Growing Up Healthy in the 20th Century
Nathalie Lampron

At the turn of the 20th century, one child in four dies in Quebec by the age of one; that is more than anywhere else in Canada or even North America. The development of cities, begun towards the end of the preceding century, continues at a rapid pace. The densely populated working-class neighbourhoods include many filthy dwellings. In this urban environment, where overcrowding is exacerbated by lack of hygiene, polluted air, and often tainted water and milk, infants are dying of diarrhea or contagious diseases, especially in summer. Something must be done!
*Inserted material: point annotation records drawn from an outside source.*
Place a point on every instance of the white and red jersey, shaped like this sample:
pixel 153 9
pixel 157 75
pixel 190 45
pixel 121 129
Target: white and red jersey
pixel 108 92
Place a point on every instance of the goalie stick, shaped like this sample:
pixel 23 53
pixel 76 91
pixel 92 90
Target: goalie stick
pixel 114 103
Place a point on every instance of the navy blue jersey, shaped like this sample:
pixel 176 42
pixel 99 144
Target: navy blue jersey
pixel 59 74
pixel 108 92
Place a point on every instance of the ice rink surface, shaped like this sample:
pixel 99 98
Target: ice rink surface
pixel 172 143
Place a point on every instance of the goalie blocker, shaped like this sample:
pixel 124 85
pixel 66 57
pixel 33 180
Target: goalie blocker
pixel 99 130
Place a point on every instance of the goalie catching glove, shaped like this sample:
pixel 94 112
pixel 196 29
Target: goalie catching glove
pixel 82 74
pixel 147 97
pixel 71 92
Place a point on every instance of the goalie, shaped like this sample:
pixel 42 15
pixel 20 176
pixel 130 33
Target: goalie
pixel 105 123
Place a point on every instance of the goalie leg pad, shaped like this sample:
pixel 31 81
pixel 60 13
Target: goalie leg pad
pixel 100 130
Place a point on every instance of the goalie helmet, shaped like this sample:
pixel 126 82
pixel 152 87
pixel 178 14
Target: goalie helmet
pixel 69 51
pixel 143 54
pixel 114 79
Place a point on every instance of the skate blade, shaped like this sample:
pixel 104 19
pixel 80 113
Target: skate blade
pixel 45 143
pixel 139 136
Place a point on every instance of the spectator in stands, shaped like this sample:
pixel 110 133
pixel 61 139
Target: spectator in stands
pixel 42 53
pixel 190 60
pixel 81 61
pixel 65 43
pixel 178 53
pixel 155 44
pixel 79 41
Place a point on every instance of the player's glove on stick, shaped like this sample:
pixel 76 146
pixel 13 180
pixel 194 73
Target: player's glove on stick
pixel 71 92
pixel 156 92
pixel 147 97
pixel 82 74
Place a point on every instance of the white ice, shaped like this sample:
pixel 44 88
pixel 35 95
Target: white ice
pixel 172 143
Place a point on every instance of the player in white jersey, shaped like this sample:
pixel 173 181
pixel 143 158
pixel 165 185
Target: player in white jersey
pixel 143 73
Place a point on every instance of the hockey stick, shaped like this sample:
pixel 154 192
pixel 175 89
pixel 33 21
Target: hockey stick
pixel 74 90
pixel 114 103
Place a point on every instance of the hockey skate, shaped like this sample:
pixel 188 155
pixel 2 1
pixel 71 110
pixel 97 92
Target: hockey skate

Various steps are taken to eradicate this scourge. In the first quarter of the 20th century, public health campaigns encourage mothers to strive to improve their children's living conditions. Two essentials are emphasized: cleanliness and fresh air. The questionable quality of water and milk is also a major issue. Filtering and treating water as well as pasteurization of milk are some of the measures implemented. They directly reduce the infant mortality rate in the first 30 years of the century.

Towards the end of the 19th century, but especially in the early 20th century, the first children's hospitals open. Pediatrics gradually becomes a medical specialty. Prevention is a large part of caring for children: vaccination programs considerably reduce the rate of contagious diseases like smallpox, tuberculosis and polio. A growing number of scientists are concerned with children's health, studying their physiological and psychological development. This new knowledge leads to the creation of early-childhood development programs and educational games and toys, supported by a rapidly changing technology, especially after the Second World War. In short, improved public health and advances in technology, science and especially medicine have a major impact on children's health and development.